Прошло время, и я, подобно художнику, ищущему пространство в самом листе бумаги, стал различать отдельные контуры, фрагменты, жирные монохромные пятна. Легкое головокружение не мешало смутно улавливать среди пляшущих линий подлинные черты окружающего мира.

В запоминающие устройства заранее были введены огромные массивы знаний: энциклопедии, словари, тысячи стандартных микространиц прозы и поэзии, все шедевры классической и современной живописи, музыки, архитектуры. В продолжение нескольких часов я представлял собой интеллектуальное поле, поглощающее целую цивилизацию.
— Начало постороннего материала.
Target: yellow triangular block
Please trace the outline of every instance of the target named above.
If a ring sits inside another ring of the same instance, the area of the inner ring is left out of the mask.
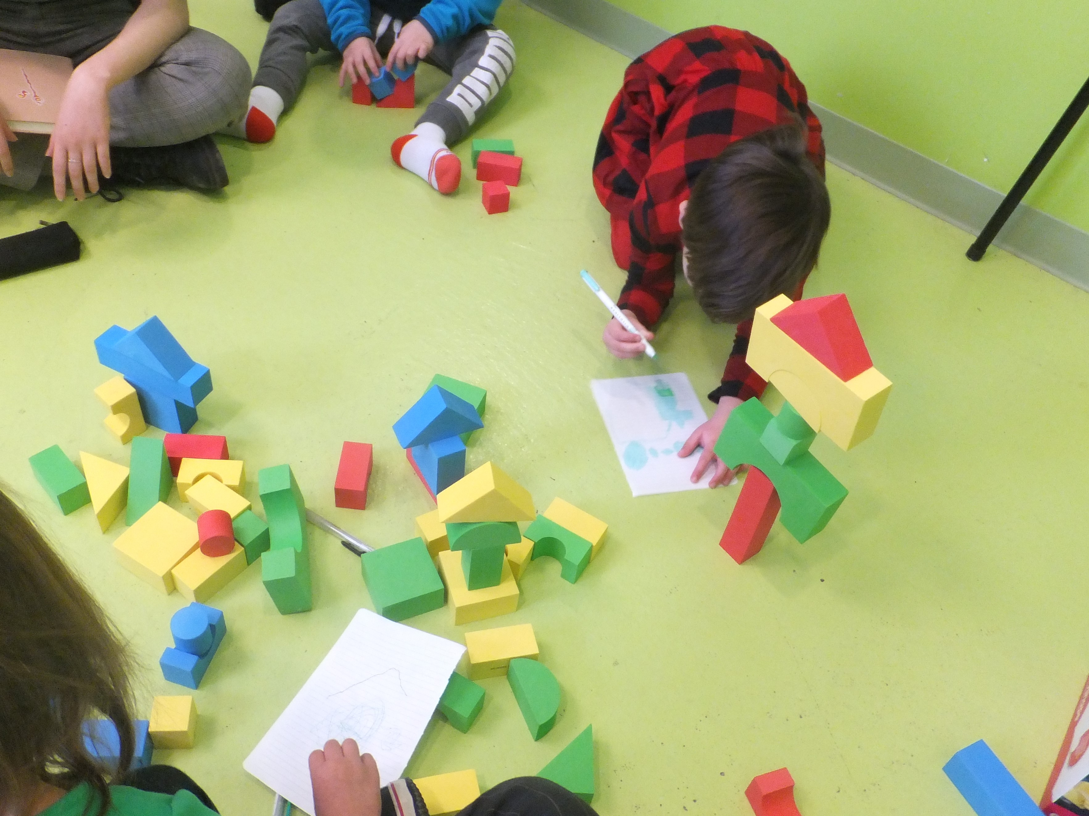
[[[439,521],[533,521],[529,491],[490,461],[454,482],[438,496]]]
[[[79,462],[90,491],[90,506],[105,533],[129,500],[129,468],[82,450]]]

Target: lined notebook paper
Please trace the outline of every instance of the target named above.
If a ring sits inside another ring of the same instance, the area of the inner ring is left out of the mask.
[[[404,774],[464,652],[360,609],[243,767],[313,814],[310,752],[351,737],[389,784]]]

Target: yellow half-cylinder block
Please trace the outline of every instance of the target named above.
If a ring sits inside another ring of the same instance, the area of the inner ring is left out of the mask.
[[[431,816],[449,816],[468,807],[480,795],[475,770],[456,770],[435,777],[413,779]]]
[[[203,604],[246,571],[246,551],[234,545],[229,555],[205,555],[197,547],[172,570],[174,586],[189,601]]]
[[[780,295],[756,310],[746,361],[813,430],[849,450],[872,435],[892,383],[876,368],[846,382],[832,373],[771,322],[792,302]]]
[[[187,502],[185,493],[201,477],[213,475],[235,493],[246,486],[246,466],[238,459],[182,459],[178,468],[178,494]]]

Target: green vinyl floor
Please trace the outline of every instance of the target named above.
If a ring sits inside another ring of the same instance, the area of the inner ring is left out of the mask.
[[[193,7],[256,63],[265,24],[247,2]],[[575,585],[544,559],[513,615],[409,621],[458,641],[531,622],[563,690],[535,743],[505,680],[485,681],[474,729],[433,721],[411,775],[475,768],[490,787],[536,774],[592,724],[607,816],[746,814],[749,780],[782,766],[806,816],[967,816],[941,766],[980,738],[1038,795],[1089,671],[1069,583],[1089,570],[1089,296],[1004,254],[972,264],[969,236],[830,166],[832,227],[807,294],[848,294],[895,385],[871,440],[813,444],[851,490],[828,528],[799,545],[776,524],[738,567],[718,547],[738,489],[633,499],[590,396],[591,379],[657,371],[706,393],[732,338],[682,286],[657,361],[601,345],[605,314],[577,273],[613,294],[623,281],[589,170],[625,60],[516,2],[498,22],[519,63],[476,133],[525,157],[507,214],[485,213],[472,173],[442,198],[396,169],[389,145],[415,113],[352,106],[320,60],[271,144],[220,141],[221,196],[0,193],[3,234],[66,219],[85,242],[78,263],[0,283],[0,479],[131,639],[142,714],[183,692],[157,662],[184,601],[118,565],[120,521],[102,535],[89,508],[61,517],[27,457],[57,443],[127,461],[91,393],[111,375],[93,341],[158,314],[211,368],[194,431],[227,434],[255,500],[257,471],[287,462],[307,504],[365,540],[414,535],[431,505],[390,426],[442,372],[489,392],[470,467],[491,459],[538,507],[559,495],[609,522]],[[424,69],[417,87],[443,81]],[[468,145],[457,152],[467,164]],[[362,512],[333,507],[344,440],[375,444]],[[357,559],[313,528],[311,558],[308,614],[278,615],[257,567],[211,601],[230,632],[195,692],[198,744],[157,754],[224,814],[269,812],[242,761],[370,605]]]

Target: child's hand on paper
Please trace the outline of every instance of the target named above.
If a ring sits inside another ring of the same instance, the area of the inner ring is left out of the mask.
[[[314,816],[380,816],[378,765],[370,754],[359,756],[355,740],[329,740],[325,751],[310,754]]]
[[[734,471],[727,468],[726,463],[714,455],[714,443],[722,435],[722,429],[725,428],[730,415],[741,404],[742,400],[737,397],[722,397],[719,399],[719,407],[714,409],[714,416],[693,431],[692,436],[688,437],[688,441],[677,452],[677,456],[687,457],[697,447],[703,448],[703,453],[699,455],[699,459],[696,461],[696,469],[692,471],[693,483],[703,478],[703,473],[707,472],[712,462],[714,463],[714,475],[711,477],[709,486],[718,487],[720,484],[729,484],[734,478]]]

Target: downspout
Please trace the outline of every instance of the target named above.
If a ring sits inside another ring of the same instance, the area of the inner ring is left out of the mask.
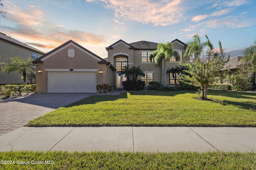
[[[108,84],[108,74],[107,74],[107,70],[108,70],[108,67],[110,67],[110,64],[108,64],[108,66],[107,66],[106,67],[106,84]]]

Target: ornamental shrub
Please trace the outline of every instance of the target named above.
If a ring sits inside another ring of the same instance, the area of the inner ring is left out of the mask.
[[[36,86],[36,84],[6,84],[1,86],[0,94],[5,97],[10,98],[20,95],[22,93],[35,92]]]
[[[209,88],[212,89],[221,90],[231,90],[231,86],[227,84],[210,84]]]
[[[124,90],[126,91],[140,91],[144,90],[145,81],[140,80],[134,81],[133,80],[127,80],[122,82]]]
[[[108,93],[112,92],[115,89],[115,87],[108,84],[102,84],[97,85],[97,90],[100,93]]]

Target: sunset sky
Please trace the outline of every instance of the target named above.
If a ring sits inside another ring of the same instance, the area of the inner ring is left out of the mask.
[[[226,55],[242,55],[256,38],[254,0],[2,0],[0,31],[44,52],[70,39],[103,58],[105,47],[206,34]]]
Я ощущал, как расту: нули и единицы неслись на меня в атаку, накапливались и загадочным образом превращались в слова, формы и тона, обретали формы и смысл. А эти… какое, все же, для них несчастье — воспринимать и постигать все так медленно и не иметь надежды на то, что когда-нибудь увидишь вершину. А я взорвался! До чего же удобно: все детство — за считанные часы, и никаких тебе мокрых пеленок, ветрянки и школярских наставлений.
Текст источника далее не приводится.